Они с Андреем никогда не говорили о своих переживаниях, но все и так было понятно, без слов. Звягинцев с годами больше не спрашивал взглядом, — «за что»? понимая, что это пустое, что гораздо важнее вопрос, — «для чего»? Незаметно, внутри, он строил свои отношения с Богом, и берег их от внешнего мира, уже зная, что на дороге к Богу нет твердых ступенек, все над пропастью, и выбор приходиться делать каждый день, как и тогда, в лагере.
Все прошедшие годы Бортников больше не предлагал Андрею уехать с острова, но этим осенним светлым утром знал, что, наконец, убедит друга поехать с ним.
Он нашел Андрея во внутреннем дворе. Кроме него там находилось с полсотни инвалидов, последние остатки закончившейся двадцать лет назад войны. Некоторые из них были в гражданской одежде, некоторые так и остались в побелевших солдатских гимнастерках. Замкнутые в бытие своего коллективного одиночества инвалиды, группками и по одному, лежали на траве, на солнышке, довольные, что ненадолго покинули тесные темные помещения с глухими сводами. Звягинцев сидел на инвалидной коляске возле полуразрушенной стены.
— Я за тобой, брат, — сказал ему Саша, чувствуя, как под его объятиями напряглась спина друга. — Не спорь…. У меня в кармане два билета до Минска. С катером я договорился, с вашим заведующим по телефону тоже.

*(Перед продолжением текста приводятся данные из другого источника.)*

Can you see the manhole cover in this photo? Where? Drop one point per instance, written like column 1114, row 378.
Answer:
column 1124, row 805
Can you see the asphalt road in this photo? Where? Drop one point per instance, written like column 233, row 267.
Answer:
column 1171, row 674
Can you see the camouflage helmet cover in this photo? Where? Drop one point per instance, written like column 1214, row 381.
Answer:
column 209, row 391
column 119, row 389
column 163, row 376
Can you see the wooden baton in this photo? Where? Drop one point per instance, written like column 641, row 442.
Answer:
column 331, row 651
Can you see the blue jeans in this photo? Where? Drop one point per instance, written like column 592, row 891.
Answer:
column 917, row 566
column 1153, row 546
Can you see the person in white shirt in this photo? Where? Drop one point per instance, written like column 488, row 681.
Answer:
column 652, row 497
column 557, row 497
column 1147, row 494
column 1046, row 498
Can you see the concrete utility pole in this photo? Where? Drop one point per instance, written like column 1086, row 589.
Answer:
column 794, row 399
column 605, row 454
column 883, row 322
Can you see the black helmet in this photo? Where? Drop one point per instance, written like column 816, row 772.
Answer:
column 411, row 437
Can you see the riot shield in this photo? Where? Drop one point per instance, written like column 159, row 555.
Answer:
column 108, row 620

Погостишь, сколько захочешь, идет?
— Я не поеду, Сань, — отрицательно покачал головой Андрей.
Но Бортников на этот раз был непреклонен.
— Нет, поедешь! И не спорь…. Хочу тебе кое-что показать. Тебе надо это увидеть, — очень серьезно добавил он.
Через три дня, седой, чисто выбритый, в новой сорочке и костюме бывший лейтенант Андрей Звягинцев ехал на инвалидной коляске впереди Бортникова к недавно открытому мемориалу в Масюковщине.
Тема военнопленных всегда была закрыта, о них старались не вспоминать.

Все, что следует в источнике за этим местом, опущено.